In Shield’s CMO Today interview, appropriately headlined, “Watch Your Back Cable,” Armstrong talked about the “mechanization” that is coming into the business, which will take place on unified, global ad platforms, and which will be much more robust than just simple automation like we see in today’s first-generation “programmatic” online ad platforms. He also talked about AOL’s early work packaging linear TV ad inventory in partnership with IPG’s Matt Seiler through their Adap.TV unit.
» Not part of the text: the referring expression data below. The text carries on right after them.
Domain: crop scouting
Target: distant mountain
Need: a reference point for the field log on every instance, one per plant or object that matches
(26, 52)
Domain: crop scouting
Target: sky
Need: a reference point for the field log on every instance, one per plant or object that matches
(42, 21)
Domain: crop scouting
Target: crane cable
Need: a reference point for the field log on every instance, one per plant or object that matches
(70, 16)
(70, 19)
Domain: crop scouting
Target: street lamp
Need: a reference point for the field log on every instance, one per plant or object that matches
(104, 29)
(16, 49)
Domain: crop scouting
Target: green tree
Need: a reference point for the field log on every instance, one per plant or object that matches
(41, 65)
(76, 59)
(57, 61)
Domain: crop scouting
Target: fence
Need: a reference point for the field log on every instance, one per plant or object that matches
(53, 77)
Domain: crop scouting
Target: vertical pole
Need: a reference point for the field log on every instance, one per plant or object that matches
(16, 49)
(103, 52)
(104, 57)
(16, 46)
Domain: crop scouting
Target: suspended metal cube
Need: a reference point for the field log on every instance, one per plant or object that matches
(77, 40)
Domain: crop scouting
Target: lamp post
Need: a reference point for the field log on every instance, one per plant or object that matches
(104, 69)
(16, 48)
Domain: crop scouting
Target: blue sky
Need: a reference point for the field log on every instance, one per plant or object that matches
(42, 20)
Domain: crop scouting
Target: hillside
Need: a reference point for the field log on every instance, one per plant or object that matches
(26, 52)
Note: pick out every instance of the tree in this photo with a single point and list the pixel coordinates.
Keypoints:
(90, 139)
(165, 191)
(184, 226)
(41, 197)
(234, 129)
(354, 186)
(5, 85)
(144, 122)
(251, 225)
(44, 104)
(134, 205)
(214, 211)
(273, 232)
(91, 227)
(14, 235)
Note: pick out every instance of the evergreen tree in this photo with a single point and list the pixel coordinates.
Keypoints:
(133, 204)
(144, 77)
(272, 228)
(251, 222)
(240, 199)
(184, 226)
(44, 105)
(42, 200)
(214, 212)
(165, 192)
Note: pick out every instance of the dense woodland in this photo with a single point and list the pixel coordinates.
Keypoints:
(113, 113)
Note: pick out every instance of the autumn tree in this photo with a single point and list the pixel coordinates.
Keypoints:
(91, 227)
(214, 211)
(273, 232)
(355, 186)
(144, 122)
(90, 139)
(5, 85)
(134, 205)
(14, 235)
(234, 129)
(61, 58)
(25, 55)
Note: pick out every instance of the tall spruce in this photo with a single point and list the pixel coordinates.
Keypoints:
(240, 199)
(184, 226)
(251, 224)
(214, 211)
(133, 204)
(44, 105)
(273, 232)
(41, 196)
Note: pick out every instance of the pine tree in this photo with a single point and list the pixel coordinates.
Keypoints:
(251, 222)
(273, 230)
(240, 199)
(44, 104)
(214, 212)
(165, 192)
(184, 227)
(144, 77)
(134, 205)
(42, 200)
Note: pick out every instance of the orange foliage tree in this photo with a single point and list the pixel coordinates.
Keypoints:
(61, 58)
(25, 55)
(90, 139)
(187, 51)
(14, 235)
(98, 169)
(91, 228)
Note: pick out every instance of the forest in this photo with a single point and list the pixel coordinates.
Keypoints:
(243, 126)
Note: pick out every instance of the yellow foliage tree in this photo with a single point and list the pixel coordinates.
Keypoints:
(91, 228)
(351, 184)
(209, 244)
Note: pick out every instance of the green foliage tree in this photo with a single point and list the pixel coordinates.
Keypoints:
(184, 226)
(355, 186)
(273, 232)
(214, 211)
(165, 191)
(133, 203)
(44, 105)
I agree with Armstrong and his vision that massive, second-generation technology-driven disruptions are about to impact the entire ad industry, that the TV industry will be a big part of this trend, and that new, integrated and open advertising technology platforms will emerge to power it. Assuming this is what's going to happen, here are some of the issues everybody will have to think about:
Technology and data will be large, critical value drivers in media, as important as the content itself. As we have known for decades in the analog media world, great content without distribution is like a tree falling in the woods. No one hears it (or sees or reads it), and it generates very little economic value. The same will be true of great content in the future, but data and technology are quickly replacing distribution as critical value-enablers. Great content without great data and technology won’t be consumed or monetized effectively.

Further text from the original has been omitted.